2. ユーザーによる自己情報の消去要請に対する対応方針を速やかに回答すること。
3. 本事案に関連した苦情、問い合わせ対応について遅延が生じていることに対して速やかに改善策を講じること。

の3点です。TRUSTeのライセンス契約に基づいてこれらの是正勧告の期限は6月4日に設定されました。

06月04日: 是正勧告に対する回答について

• 株式会社ネットマーケティングに対する是正勧告への回答公表の再要請について
• 株式会社ネットマーケティングに対する是正勧告への回答について

5月27日に行われた是正勧告の期限日に、動きがありました。まず、是正勧告に対し、6月3日にネットマーケティング社からTRUSTeに対して回答が得られたようです。ただし、その一方で、回答内容は、ネットマーケティング社とTRUSTeの間でしか共有されておらず、一般には公表されておりません。そのことに、TRUSTeは相当ご立腹のようです。実際、TRUSTeのお知らせの中に、

本事案につきまして、ネットマーケティング社へ勧告した改善措置への回答を即刻公表するように同社に対し要請致しましたが、6月4日18時45分時点で対応がされなかったため、再度、即刻公表するよう要請致しましたことをご報告致します。

のような記載が行われています。
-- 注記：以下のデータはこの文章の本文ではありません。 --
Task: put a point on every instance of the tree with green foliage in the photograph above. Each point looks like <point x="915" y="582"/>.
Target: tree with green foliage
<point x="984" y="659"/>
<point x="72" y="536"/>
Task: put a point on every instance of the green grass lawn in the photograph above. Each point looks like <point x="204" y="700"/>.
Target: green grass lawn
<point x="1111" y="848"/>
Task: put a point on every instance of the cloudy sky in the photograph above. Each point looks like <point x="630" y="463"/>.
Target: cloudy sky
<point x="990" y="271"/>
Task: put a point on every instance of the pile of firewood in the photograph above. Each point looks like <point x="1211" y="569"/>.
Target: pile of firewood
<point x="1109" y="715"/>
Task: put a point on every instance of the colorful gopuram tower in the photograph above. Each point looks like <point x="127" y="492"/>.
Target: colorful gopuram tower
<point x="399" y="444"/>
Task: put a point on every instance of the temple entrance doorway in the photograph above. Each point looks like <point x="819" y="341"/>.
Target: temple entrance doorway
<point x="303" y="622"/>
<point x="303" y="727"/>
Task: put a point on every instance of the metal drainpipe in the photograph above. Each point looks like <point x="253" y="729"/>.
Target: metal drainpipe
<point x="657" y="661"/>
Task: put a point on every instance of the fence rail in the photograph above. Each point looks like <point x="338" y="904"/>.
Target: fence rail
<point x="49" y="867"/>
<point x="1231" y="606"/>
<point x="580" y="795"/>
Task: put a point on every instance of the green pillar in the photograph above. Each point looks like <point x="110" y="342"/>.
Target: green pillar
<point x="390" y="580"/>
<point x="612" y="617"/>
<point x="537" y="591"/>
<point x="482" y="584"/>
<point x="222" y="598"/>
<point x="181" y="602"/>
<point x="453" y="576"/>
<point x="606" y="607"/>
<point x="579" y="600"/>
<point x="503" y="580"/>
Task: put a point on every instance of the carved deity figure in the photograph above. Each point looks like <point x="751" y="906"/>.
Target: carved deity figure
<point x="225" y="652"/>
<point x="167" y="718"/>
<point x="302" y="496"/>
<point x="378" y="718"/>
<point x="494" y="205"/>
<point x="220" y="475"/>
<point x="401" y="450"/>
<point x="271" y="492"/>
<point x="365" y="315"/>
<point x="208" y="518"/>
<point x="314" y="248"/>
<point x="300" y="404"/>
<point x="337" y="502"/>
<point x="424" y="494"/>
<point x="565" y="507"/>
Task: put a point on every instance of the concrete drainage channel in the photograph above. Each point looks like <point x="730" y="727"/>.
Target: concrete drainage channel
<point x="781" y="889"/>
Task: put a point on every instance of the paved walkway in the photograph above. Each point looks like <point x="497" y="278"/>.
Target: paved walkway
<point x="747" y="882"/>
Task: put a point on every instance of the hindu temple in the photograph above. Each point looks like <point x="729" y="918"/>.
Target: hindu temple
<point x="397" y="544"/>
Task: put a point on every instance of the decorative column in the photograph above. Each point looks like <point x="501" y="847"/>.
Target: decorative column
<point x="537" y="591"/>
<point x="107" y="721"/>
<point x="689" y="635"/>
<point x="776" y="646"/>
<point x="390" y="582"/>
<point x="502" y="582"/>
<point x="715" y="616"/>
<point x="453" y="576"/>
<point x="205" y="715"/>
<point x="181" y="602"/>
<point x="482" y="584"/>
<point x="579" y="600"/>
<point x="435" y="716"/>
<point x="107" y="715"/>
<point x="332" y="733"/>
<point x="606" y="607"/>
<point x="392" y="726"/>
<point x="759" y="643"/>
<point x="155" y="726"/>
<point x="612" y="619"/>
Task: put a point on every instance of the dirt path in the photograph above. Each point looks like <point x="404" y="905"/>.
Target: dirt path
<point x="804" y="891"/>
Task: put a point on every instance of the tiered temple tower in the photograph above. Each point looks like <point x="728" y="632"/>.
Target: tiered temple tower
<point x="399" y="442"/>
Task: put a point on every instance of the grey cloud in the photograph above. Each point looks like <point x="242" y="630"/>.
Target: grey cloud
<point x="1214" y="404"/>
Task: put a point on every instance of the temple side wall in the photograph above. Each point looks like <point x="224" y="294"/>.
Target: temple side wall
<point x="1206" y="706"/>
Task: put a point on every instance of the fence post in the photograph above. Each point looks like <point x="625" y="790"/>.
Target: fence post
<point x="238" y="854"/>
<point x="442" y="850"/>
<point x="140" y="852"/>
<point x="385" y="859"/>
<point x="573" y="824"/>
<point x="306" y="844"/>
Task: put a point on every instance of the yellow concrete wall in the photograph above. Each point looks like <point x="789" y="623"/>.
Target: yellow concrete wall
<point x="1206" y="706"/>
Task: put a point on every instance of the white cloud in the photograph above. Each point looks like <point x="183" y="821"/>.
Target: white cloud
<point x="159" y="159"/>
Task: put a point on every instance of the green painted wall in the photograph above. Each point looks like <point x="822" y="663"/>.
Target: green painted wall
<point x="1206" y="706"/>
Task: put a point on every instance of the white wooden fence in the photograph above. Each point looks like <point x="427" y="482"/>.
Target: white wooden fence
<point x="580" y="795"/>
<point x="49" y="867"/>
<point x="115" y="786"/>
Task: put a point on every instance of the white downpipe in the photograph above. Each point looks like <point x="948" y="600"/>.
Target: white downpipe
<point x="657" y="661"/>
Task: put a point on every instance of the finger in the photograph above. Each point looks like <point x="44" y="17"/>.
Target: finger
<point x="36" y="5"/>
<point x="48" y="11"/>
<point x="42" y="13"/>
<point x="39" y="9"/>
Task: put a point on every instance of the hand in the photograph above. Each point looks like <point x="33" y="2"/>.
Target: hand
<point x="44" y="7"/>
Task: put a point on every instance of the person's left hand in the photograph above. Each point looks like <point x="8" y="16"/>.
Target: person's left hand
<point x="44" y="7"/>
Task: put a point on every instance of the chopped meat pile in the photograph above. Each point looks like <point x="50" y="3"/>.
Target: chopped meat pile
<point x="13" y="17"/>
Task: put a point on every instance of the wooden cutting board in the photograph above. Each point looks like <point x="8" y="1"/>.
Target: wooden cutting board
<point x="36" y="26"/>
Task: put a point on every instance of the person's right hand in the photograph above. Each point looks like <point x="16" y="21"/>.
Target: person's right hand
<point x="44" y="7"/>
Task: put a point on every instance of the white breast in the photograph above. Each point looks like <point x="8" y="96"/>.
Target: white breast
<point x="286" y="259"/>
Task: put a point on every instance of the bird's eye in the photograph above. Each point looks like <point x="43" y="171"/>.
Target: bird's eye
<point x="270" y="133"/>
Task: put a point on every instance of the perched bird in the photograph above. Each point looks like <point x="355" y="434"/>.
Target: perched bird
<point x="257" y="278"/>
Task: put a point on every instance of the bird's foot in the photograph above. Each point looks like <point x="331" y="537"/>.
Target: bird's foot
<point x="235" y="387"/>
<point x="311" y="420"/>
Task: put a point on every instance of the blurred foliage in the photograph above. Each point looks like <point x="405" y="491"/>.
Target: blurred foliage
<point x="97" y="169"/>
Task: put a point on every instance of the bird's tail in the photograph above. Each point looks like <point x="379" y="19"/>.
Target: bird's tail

6月5日朝時点、ネットマーケティング社のサイトには、これらに対する回答は掲載されていません。

まとめ

TRUSTeからの期限付き是正勧告を請けて、その期日までにユーザーに対して何らかのアクションが行われるものと思っておりましたが、予想に反して、ネットマーケティング社は一般ユーザーには未だ情報を公開せず、TRUSTeへの対応のみを行っている様子でした。

TRUSTeからの再度の要請を請けて、何らかのアクションを即刻行って欲しいところです。